The answer to this depends entirely on how many values are in your lookup table. You say "the domain is between 0.01 and 360.01", but you don't say how many values in that range might be used, or how accurate you need the answers to be.Forgive me for not expecting to see significant digits used to convey implicit meaning in a non-scientific context.More information is still needed to answer this question. What is the expected distribution of values between 0.01 and 360.01? Are you processing a lot of data other than the simple sin( ) computation?
36000 double precision values takes over 256k in memory; the lookup table is too large to fit in L1 cache on most machines; if you're running straight through the table, you'll miss L1 once per sizeof(cacheline)/sizeof(double) accesses, and probably hit L2. If, on the other hand, your table accesses are more or less random, you will be missing L1 almost every time you do a lookup.
It also depends a lot on the math library of the platform that you're on. Common i386 implementations of the sin function, for example, range from ~40 cycles up to 400 cycles or even more, depending on your exact microarchitecture and library vendor. I haven't timed the Microsoft library, so I don't know exactly where the C# Math.sin implementation would fall.
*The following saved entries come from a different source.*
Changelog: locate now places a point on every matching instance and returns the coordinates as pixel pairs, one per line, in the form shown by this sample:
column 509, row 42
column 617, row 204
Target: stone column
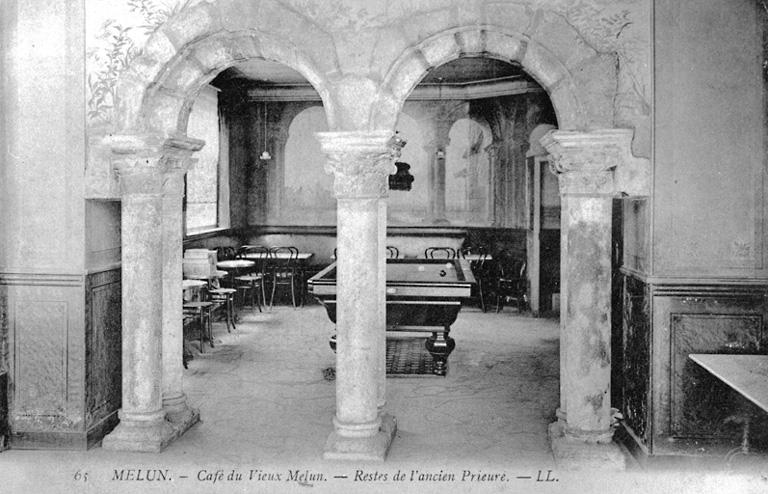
column 142, row 424
column 585, row 164
column 177, row 161
column 361, row 163
column 493, row 157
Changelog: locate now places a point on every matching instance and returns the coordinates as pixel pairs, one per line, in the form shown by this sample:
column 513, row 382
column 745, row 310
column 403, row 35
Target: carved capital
column 144, row 163
column 597, row 162
column 360, row 161
column 493, row 149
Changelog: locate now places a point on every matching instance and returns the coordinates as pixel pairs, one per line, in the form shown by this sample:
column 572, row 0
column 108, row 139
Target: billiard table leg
column 440, row 345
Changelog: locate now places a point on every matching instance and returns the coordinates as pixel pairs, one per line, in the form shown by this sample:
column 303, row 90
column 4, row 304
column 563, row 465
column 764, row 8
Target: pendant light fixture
column 265, row 154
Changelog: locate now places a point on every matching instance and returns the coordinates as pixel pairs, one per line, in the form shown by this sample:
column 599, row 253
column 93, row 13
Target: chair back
column 225, row 253
column 261, row 257
column 284, row 259
column 440, row 253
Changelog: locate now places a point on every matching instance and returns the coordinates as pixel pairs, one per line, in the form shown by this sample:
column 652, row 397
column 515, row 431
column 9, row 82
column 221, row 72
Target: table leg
column 440, row 345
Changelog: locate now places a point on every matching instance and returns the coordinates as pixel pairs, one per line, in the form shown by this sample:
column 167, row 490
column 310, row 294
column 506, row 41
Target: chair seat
column 222, row 291
column 249, row 277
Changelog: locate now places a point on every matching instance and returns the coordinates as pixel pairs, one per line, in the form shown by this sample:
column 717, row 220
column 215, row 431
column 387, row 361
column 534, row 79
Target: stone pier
column 142, row 424
column 177, row 161
column 586, row 165
column 361, row 163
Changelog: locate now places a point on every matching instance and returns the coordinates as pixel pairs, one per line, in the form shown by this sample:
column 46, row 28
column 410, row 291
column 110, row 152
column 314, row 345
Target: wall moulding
column 599, row 161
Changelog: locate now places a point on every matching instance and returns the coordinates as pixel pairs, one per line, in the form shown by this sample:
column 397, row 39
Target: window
column 206, row 197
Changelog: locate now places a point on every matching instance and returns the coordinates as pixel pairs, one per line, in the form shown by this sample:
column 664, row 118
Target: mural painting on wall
column 116, row 31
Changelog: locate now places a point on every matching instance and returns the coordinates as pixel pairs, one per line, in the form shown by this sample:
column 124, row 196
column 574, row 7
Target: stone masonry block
column 419, row 27
column 391, row 43
column 130, row 94
column 276, row 49
column 385, row 112
column 159, row 48
column 543, row 65
column 471, row 41
column 504, row 45
column 408, row 75
column 164, row 112
column 568, row 106
column 191, row 24
column 213, row 53
column 440, row 50
column 184, row 75
column 513, row 18
column 595, row 81
column 553, row 33
column 242, row 46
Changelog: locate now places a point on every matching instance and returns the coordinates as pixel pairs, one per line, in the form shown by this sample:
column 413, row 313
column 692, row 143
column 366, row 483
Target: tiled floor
column 266, row 409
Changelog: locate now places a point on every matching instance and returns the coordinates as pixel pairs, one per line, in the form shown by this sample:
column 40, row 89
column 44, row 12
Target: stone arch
column 576, row 106
column 156, row 94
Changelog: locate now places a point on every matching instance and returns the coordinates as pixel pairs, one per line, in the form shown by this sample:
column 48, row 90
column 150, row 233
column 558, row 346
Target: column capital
column 142, row 160
column 493, row 149
column 360, row 161
column 597, row 162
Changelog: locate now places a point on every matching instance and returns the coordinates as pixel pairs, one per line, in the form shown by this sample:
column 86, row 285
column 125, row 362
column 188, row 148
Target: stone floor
column 266, row 410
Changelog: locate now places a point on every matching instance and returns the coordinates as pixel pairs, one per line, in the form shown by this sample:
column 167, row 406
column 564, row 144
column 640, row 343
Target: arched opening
column 156, row 98
column 467, row 172
column 586, row 160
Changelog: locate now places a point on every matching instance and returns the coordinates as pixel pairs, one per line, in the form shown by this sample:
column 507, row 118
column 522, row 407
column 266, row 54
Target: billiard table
column 423, row 295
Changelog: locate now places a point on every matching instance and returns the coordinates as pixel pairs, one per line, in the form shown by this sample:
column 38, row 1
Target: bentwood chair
column 480, row 270
column 511, row 283
column 222, row 297
column 440, row 253
column 200, row 310
column 253, row 283
column 225, row 253
column 284, row 271
column 392, row 252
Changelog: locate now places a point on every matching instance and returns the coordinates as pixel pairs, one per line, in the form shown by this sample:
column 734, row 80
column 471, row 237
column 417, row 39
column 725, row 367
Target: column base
column 148, row 436
column 181, row 417
column 371, row 448
column 577, row 454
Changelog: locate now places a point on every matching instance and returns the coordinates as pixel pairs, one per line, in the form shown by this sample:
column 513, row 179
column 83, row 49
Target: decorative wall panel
column 40, row 351
column 103, row 345
column 700, row 402
column 636, row 346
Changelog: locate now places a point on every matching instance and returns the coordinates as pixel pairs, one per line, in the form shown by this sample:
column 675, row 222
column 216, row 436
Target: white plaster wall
column 349, row 47
column 42, row 222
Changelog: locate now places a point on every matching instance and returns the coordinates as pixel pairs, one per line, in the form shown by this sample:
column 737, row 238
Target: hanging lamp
column 265, row 154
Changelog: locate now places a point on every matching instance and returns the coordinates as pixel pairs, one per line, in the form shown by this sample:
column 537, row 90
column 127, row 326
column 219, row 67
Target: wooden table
column 302, row 257
column 422, row 295
column 746, row 374
column 235, row 264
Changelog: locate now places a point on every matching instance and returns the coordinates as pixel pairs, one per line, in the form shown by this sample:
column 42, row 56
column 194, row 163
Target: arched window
column 467, row 173
column 308, row 197
column 207, row 196
column 411, row 207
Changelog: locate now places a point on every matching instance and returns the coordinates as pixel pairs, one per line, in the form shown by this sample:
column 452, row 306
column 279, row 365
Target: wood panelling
column 40, row 357
column 635, row 377
column 687, row 405
column 700, row 403
column 709, row 198
column 103, row 338
column 47, row 353
column 64, row 359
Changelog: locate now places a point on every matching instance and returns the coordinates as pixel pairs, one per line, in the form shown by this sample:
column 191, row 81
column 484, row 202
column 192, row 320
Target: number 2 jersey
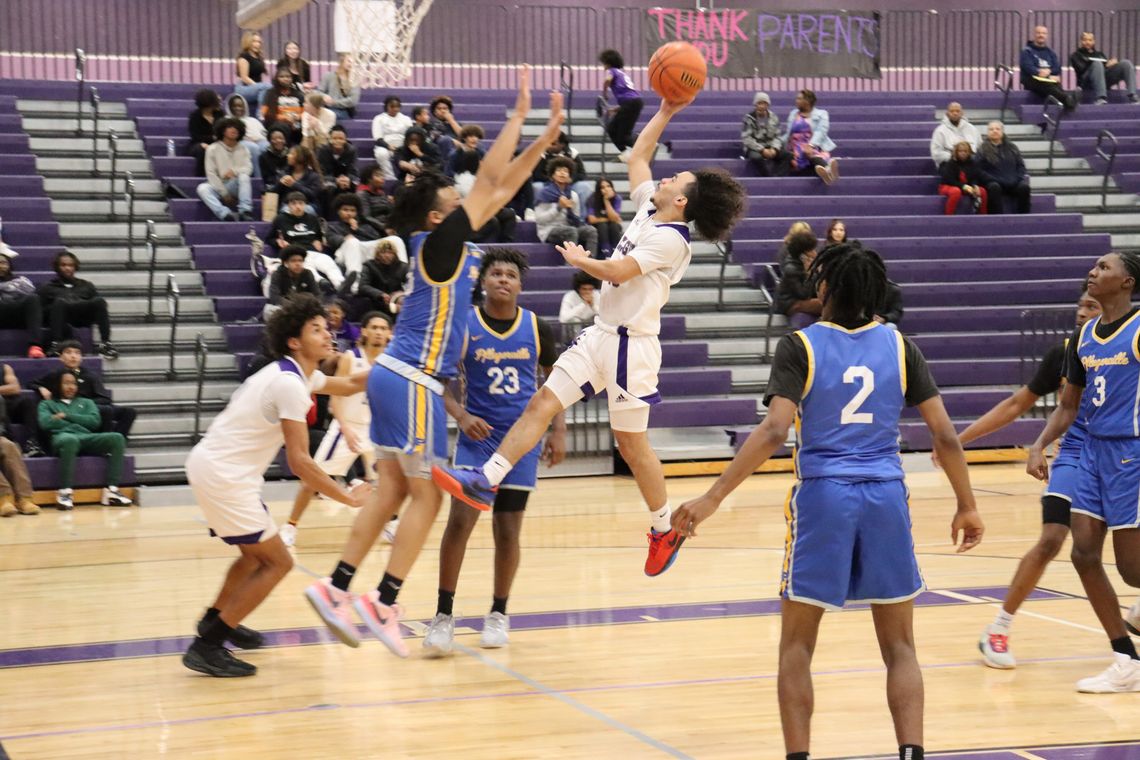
column 851, row 385
column 1105, row 360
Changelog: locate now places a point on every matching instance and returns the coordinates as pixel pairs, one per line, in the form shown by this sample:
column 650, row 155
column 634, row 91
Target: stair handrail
column 152, row 244
column 129, row 194
column 1109, row 158
column 80, row 79
column 201, row 353
column 1003, row 86
column 95, row 131
column 173, row 305
column 566, row 82
column 724, row 247
column 1055, row 122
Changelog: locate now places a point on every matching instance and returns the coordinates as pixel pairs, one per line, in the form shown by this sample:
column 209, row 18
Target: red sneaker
column 662, row 550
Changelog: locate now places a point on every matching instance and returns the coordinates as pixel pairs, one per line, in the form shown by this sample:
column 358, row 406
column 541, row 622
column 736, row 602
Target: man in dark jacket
column 1041, row 70
column 1097, row 72
column 115, row 418
column 71, row 301
column 1001, row 161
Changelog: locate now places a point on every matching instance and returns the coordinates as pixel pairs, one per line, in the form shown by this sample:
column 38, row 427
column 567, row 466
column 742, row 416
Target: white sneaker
column 1122, row 676
column 389, row 533
column 1132, row 620
column 496, row 627
column 440, row 636
column 994, row 647
column 112, row 497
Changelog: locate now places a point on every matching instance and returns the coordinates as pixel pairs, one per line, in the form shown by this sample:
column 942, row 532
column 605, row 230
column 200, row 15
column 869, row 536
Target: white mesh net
column 379, row 34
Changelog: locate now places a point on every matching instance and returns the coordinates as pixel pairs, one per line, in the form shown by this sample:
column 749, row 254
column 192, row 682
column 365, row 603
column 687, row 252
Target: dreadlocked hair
column 856, row 282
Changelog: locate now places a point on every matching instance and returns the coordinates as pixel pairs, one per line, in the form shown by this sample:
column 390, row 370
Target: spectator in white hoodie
column 954, row 128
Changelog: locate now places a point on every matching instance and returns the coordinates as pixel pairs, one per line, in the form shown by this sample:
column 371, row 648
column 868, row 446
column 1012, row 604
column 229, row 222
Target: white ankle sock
column 660, row 519
column 496, row 468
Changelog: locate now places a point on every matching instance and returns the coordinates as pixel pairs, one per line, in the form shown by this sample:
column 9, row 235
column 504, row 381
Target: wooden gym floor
column 603, row 661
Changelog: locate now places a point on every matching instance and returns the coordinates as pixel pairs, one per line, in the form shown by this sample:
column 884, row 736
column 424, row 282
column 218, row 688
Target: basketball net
column 379, row 35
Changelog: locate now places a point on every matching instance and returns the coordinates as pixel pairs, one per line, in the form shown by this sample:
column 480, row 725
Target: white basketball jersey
column 662, row 252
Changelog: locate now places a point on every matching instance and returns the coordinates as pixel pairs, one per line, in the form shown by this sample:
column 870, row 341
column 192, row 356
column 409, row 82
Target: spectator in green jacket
column 73, row 424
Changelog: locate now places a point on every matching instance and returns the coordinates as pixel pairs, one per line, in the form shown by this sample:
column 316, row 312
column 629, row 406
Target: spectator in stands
column 806, row 138
column 336, row 161
column 290, row 278
column 1041, row 70
column 579, row 303
column 342, row 94
column 316, row 121
column 383, row 277
column 296, row 225
column 1097, row 72
column 206, row 111
column 604, row 213
column 623, row 116
column 962, row 176
column 953, row 129
column 375, row 204
column 759, row 137
column 115, row 418
column 796, row 296
column 70, row 301
column 416, row 156
column 284, row 106
column 388, row 131
column 303, row 177
column 579, row 181
column 19, row 307
column 298, row 67
column 274, row 162
column 73, row 422
column 444, row 130
column 254, row 139
column 1001, row 161
column 251, row 68
column 228, row 171
column 556, row 210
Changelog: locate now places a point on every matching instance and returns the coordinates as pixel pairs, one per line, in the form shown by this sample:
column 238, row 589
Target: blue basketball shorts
column 1108, row 481
column 471, row 454
column 848, row 541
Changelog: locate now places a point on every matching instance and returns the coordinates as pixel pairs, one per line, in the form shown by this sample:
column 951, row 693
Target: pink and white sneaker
column 382, row 620
column 335, row 609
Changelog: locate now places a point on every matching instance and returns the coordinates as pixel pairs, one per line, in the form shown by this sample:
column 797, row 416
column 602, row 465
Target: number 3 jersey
column 851, row 385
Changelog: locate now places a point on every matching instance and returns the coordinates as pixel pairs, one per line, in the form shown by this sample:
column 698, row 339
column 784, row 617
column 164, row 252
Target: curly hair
column 716, row 203
column 290, row 320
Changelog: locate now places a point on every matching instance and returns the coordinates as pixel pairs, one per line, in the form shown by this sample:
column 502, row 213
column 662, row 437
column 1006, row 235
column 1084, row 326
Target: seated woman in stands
column 806, row 138
column 961, row 176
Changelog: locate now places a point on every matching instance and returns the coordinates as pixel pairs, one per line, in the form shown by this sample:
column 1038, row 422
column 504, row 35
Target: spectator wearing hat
column 759, row 136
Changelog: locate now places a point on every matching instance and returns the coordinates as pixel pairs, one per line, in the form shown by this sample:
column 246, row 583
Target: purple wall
column 477, row 42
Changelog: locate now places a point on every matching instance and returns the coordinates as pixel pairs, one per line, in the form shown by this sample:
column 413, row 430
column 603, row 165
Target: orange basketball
column 677, row 71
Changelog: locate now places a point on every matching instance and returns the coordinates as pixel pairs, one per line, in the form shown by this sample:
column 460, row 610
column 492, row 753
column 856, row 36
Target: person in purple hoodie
column 620, row 128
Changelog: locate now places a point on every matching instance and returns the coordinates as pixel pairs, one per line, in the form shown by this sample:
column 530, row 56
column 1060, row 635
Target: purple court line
column 170, row 645
column 480, row 697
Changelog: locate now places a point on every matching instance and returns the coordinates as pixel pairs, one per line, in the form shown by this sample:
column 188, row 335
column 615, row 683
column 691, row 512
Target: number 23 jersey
column 851, row 385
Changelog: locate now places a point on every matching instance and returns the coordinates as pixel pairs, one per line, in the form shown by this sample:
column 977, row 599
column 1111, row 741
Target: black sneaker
column 243, row 638
column 217, row 661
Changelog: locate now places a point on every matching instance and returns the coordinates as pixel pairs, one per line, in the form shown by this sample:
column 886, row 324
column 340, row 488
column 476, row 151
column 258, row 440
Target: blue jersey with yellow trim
column 847, row 422
column 501, row 369
column 433, row 316
column 1112, row 389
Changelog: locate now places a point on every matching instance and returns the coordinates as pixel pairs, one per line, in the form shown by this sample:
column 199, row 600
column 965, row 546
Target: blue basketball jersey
column 847, row 422
column 1112, row 367
column 502, row 370
column 433, row 317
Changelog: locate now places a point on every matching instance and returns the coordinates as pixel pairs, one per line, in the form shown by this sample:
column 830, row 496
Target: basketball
column 677, row 71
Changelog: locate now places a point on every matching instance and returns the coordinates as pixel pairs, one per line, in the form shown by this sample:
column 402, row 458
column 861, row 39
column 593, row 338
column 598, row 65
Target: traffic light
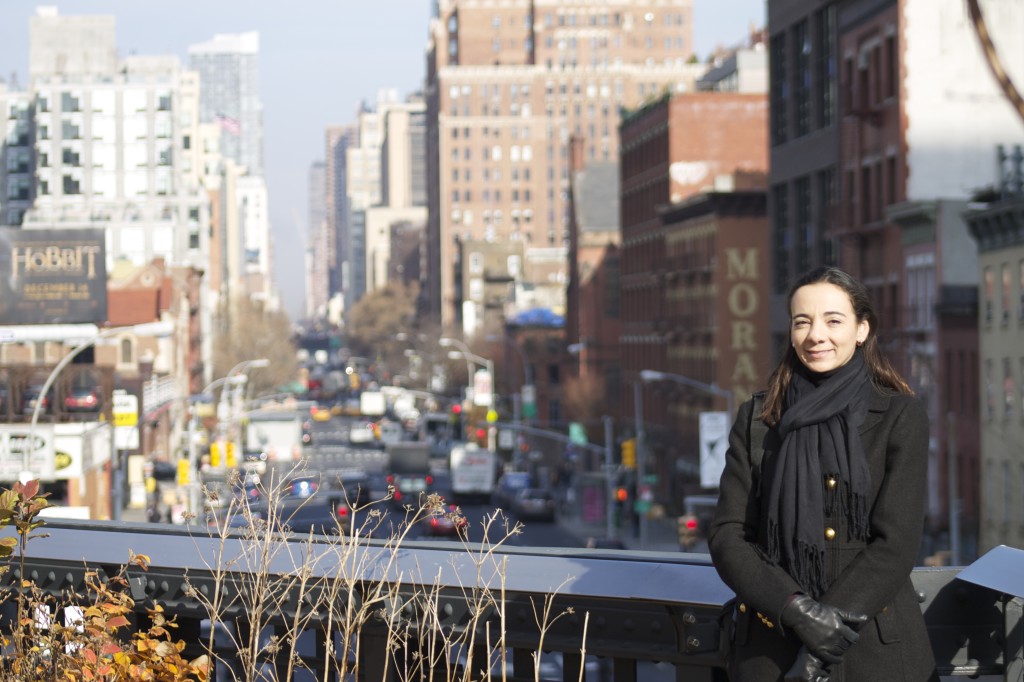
column 688, row 526
column 455, row 422
column 630, row 454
Since loads from L2 are generally faster than 40 cycles on a sane platform, one reasonably expects the lookup table to be faster considered in isolation. However, I doubt you're computing sin( ) in isolation; if your arguments to sin( ) jump all over the table, you will be blowing other data needed for other steps of your computation out of the cache; although the sin( ) computation gets faster, the slowdown to other parts of your computation may more than outweigh the speedup. Only careful measurement can really answer this question.
Am I to understand from your other comments that you're doing this as part of a FFT computation? Is there a reason that you need to roll your own FFT instead of using one of the numerous extremely high quality implementations that already exist?